#WFH Diaries: Robert Cerkez of &Co
As the Covid-19 pandemic continues its chaotic gallop through space/time, we're checking in with creative industry folks worldwide. Here's an update from Robert Cerkez of &Co.
Give us a one-sentence bio of yourself.
Creative director and founder at &Co, a part of The North Alliance, Denmark.
Where are you living right now, and who's with you?
I live 15 minutes outside Copenhagen. We have a house, a garden in bloom, and the weather is better than ever. So it's quite nice under the circumstances. I am surrounded by my beloved wife and kids, who also are home from work and school. In Denmark, the national recommendations regarding flattening the curve are massive. So, all of us in NoA Denmark have been working from home to help as much as we can.
What's your work situation like at the moment?
Both good and bad. The bad part is that everybody works from home. I miss everyone like hell. Talking to clients and colleagues on Slack and Skype is far from the real thing. The good part is that we find new ways of working together. We have never tried remote film shooting until now. It's quite amazing. I'm so damn proud of our agency's capability to adapt. Some projects have been stopped or postponed, and we have to take it from there. We are working hard to help clients deal with the situation both here and now, but also on how to take action when all this is over.
Describe your socializing strategy.
For me, work is socializing. Normally I see a lot of people during the day—90 percent of my time is meetings with creatives, clients and account people. So I feel a bit lost, to be honest. I need to meet people in real life. My family is keeping me sane right now. Apart from them, I try to talk to friends and business partners to exchange frustrations and solutions.
How are you dealing with childcare, if applicable?
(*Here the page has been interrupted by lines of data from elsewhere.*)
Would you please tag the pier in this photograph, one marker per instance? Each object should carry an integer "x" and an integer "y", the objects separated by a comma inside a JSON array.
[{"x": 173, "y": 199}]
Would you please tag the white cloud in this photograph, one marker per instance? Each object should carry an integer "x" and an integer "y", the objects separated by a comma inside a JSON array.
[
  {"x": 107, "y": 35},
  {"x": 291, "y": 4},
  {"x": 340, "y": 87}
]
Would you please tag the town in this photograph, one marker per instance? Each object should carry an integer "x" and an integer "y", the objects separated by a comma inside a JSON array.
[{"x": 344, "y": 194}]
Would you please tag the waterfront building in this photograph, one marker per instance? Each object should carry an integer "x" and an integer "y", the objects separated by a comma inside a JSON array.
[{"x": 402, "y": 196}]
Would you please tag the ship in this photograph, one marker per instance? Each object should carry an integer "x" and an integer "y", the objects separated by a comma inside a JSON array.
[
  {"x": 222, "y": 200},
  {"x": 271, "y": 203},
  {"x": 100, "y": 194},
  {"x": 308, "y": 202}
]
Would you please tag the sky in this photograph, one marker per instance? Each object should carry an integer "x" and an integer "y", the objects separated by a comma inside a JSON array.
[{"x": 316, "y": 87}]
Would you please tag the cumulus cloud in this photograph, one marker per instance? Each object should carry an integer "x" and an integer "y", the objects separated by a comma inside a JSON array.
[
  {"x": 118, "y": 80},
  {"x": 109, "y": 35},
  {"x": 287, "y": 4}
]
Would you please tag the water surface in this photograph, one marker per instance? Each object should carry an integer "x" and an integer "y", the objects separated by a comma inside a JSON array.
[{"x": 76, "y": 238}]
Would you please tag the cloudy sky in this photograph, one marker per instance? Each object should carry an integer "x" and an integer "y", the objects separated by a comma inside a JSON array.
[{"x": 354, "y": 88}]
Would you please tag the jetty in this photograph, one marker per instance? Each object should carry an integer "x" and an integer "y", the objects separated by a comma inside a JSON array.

My kids are 14, 16 and 18 years old, and are home from school with loads of homework. The schools have been effective in keeping up the pace in this situation. Apart from helping them with homework, I need them more than they need me.
What are you reading?
Well, right now I'm reading Kaspar Colling Nielsen's When the Dinosaurs Were Little. It's his fourth book, with fictional stories about everyday people in a nearby future, and what their existential conditions and dilemmas look like. It's thought-provoking, dark, optimistic, beautiful and totally bonkers.
What are you watching?
My kids introduced me to a lot of old and new coming-of-age films: Eighth Grade, Booksmart, Superbad, etc. It's fun to see how nothing has changed—same problems, different decade. In the daytime, I'm watching nature. Spring is my favorite.
What are you listening to?
My guilty pleasure right now is Bebel Gilberto. She gives me the chills. She once said, "I'm a very passionate person: I can fall in love in a second," and you can feel it when she sings. Her singing is so low-key and powerful at the same time. My Brazilian skills are non-existent, so I have to imagine what she is singing about, and that is quite intriguing and meditative.
How are you staying fit?
I play tennis … but that's a hustle now, because all courts are closed. So I bought a sandbag, and me and my son are boxing and skipping every day. But we are pretty far from Rocky standards.
Have you taken up a hobby?
Not new ones. But I fixed my Vespa 50cc so it's up and running. I love to build and fix stuff. My house and summerhouse are full of projects, allowing me to pretend I'm a carpenter. It's satisfying to have an idea, then build it in real life.
Any tips for getting necessities?
Just buy what you used to buy. Not more, not less.
An awkward moment since all this started.
Greeting people without really touching them. I hope shaking hands or giving a hug stays in fashion after all this is over.
Best work email you got since all this started.
It's not one. It's all the emails from our staff. We have never been in this situation before and we are trying to figure out strategies and solutions on a daily basis. We are so dependent on our people's support and understanding. And we feel that support in every email.
An aha! moment since all this started.
The world actually can cooperate on a huge, shared problem if we really need to. This will be useful in the future.
What's your theory on how this is going to play out?
We will slowly get through this Covid-19 crisis. No doubt about it. But the aftermath will have so many facets. Both personal, societal and economical. It will be very interesting to see how long the recovery period will last.